We need to either continually expand our society or build our society into a column structure that never contracts. Or accept that we are going to contract, and follow that.
GDP pushes growth
Our economic and political system all wants to keep growing, they are pushing each for other. We are always seeking economic growth
Yet, our economic system is built on scarcity – that’s the core economic problem.
And so this causes a milking of people, a rising living costs and expenses.
So we need to resolve this problem. We have to have a measurement and a sustainable way to grow that benefits people and gives them consumer surplus.
A promotion of technological solutions and retraining and efficient allocation of resources.
If we want things to stay the same, things are going to have to change
This is not a matter of reallocating resources from one group to another, this is a matter of making our economy sustainable.
We need to find a solution to rebalancing economies, young people need to realise that the current system is not working in their interest.
All people need to work together to build an economic system that sees growing families as part of a successful economic system.
The Importance of the The Younger Generation
There is a natural tendency for older generations to hold on to power which can have negative implications for society and the overall progress of our species.
We need to reallocate resources and grow the birth rates and reorganise society
“what is good for the hive is good for the bees”
Marcus Aurelius
“We do not inherit the earth from our ancestors, we borrow it from our children.”
– Native American Proverb
Some solutions?
- Young people need to wake up to what is in their interests.
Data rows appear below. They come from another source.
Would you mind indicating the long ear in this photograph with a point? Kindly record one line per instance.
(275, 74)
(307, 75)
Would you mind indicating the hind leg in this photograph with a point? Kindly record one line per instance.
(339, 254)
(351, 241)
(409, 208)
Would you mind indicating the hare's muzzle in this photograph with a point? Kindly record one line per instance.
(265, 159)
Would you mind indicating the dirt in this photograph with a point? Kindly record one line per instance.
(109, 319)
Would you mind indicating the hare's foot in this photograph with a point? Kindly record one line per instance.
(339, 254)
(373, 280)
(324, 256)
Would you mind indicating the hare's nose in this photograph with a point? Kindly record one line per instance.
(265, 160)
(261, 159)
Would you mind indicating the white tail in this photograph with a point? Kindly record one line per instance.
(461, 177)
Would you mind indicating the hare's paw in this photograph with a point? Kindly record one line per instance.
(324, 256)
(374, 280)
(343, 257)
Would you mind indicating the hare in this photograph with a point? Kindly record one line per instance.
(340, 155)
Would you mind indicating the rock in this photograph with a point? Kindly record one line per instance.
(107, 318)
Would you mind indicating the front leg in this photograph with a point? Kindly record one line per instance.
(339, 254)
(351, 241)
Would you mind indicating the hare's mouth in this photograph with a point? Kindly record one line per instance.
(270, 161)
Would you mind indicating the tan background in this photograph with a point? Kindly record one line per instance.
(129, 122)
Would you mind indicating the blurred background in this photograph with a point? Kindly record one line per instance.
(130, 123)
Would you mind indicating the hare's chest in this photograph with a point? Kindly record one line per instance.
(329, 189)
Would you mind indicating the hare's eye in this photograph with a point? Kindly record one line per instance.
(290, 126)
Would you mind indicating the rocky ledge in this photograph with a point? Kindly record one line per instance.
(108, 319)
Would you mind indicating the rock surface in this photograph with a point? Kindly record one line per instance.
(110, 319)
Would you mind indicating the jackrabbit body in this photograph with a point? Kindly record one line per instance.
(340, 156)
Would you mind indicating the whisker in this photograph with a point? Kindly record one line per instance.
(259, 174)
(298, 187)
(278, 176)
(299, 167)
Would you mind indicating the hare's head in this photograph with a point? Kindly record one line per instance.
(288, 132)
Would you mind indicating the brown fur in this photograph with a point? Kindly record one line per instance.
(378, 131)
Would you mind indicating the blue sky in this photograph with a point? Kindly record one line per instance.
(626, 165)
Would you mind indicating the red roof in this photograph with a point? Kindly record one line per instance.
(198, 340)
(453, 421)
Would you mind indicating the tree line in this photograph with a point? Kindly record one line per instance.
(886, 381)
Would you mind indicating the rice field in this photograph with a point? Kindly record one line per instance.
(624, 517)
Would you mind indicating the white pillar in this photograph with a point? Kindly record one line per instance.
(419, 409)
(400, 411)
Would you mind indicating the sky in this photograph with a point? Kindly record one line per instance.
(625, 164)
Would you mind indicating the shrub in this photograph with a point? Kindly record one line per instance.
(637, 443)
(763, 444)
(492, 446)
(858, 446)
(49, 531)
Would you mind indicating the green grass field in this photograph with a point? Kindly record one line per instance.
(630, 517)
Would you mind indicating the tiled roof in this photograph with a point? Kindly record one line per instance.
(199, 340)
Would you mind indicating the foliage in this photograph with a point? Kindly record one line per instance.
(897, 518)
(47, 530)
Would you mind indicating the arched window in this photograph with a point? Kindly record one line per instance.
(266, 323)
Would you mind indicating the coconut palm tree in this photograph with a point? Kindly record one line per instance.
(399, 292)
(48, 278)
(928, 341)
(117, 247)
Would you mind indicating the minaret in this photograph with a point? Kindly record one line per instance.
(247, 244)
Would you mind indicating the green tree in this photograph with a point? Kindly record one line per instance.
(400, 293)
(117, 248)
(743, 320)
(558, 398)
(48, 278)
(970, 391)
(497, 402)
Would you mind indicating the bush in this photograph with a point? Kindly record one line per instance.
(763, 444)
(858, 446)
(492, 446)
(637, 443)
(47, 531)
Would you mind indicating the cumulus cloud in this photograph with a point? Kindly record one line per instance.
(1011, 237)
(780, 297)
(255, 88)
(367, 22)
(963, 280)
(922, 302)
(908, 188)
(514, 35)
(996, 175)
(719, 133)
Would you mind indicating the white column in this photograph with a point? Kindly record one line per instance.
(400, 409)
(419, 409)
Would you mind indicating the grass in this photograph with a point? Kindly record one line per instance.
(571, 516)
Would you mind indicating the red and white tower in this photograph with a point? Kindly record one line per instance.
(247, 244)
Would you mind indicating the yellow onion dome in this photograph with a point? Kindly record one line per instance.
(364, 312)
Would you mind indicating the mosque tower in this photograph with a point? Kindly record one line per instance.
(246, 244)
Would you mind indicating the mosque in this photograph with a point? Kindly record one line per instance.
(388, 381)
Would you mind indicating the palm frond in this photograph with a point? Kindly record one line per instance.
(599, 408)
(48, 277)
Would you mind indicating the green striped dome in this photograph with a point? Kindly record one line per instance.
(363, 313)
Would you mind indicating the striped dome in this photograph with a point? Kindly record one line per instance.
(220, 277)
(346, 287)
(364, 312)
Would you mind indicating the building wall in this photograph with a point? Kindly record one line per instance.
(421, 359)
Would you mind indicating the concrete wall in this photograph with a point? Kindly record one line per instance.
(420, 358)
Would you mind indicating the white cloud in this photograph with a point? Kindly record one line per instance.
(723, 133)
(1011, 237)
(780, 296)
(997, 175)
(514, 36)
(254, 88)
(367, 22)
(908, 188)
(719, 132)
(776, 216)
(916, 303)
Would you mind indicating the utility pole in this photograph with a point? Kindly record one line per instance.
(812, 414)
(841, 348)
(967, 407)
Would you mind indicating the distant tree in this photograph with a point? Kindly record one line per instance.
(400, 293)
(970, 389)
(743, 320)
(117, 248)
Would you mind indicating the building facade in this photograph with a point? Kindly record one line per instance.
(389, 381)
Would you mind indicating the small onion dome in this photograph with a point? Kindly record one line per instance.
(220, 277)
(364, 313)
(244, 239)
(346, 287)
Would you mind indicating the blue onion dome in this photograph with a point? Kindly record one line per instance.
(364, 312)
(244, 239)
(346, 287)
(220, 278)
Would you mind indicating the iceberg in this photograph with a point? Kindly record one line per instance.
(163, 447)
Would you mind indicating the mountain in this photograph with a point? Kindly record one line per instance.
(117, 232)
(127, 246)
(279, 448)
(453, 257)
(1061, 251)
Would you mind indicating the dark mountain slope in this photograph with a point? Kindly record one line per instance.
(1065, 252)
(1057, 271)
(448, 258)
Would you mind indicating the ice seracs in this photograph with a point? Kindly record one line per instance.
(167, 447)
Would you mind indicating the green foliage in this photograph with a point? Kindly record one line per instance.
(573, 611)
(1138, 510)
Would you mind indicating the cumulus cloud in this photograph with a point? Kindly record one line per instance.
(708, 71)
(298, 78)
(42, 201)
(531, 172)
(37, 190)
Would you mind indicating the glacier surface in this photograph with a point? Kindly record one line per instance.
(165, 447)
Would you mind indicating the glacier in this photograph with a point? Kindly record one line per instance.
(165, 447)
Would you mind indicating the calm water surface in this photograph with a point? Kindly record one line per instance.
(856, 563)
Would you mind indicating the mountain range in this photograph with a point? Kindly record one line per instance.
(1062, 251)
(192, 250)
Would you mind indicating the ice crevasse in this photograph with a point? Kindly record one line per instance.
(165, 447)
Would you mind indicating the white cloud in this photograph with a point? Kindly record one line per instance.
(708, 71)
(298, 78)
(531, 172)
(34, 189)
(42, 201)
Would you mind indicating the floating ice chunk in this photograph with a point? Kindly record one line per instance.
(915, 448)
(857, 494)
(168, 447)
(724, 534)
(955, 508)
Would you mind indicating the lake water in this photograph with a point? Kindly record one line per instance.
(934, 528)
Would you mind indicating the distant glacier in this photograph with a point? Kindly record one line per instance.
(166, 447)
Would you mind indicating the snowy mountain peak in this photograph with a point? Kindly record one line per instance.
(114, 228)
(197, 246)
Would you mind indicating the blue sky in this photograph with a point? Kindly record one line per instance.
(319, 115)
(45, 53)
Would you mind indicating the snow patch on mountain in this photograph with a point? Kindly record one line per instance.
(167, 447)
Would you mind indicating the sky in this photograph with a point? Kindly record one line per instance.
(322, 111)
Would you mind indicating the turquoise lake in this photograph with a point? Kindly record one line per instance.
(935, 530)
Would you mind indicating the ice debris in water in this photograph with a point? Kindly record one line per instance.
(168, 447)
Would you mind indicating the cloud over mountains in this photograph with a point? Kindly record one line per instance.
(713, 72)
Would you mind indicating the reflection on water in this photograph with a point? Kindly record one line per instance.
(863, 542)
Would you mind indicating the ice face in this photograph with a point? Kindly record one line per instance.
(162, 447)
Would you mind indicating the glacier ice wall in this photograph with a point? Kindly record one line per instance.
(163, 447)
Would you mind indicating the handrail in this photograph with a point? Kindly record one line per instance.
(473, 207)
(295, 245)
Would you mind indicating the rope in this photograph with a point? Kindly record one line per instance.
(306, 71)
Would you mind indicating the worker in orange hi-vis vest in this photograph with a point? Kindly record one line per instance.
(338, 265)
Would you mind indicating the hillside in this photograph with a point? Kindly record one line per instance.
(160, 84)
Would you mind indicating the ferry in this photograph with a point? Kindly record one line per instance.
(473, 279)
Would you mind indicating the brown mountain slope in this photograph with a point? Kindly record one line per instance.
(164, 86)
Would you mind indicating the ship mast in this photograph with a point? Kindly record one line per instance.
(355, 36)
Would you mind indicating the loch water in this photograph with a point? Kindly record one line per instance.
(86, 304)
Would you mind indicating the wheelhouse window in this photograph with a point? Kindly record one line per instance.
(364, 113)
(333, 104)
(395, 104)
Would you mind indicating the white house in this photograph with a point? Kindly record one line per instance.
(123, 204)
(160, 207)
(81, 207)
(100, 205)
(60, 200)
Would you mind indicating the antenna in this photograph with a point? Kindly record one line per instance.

- One solution could be for a lower tax rate for young married couples with children for 10-15 years or until they are 35.
- My advice to young people is to move to societies where they don’t have a top heavy structure and where there is space to expand.
- We need a massive upskilling and education towards higher value skills from the lower value
- We need to realise the importance of young families and help recognise this problem and tackle it early before it gets worse, and irreversible.
- Immigration is not a solution – it’s a short term fix, that just exports the problem to the country they are leaving from.
- We need a massive building of new houses, and a delicate managing of the housing market so that young people can get on the housing ladder and feeling of abundance to multiply
- We need to encourage dispersed living in the countryside with larger houses and more space to expand – something that is natural to the digital economy – we no longer need to live in cities.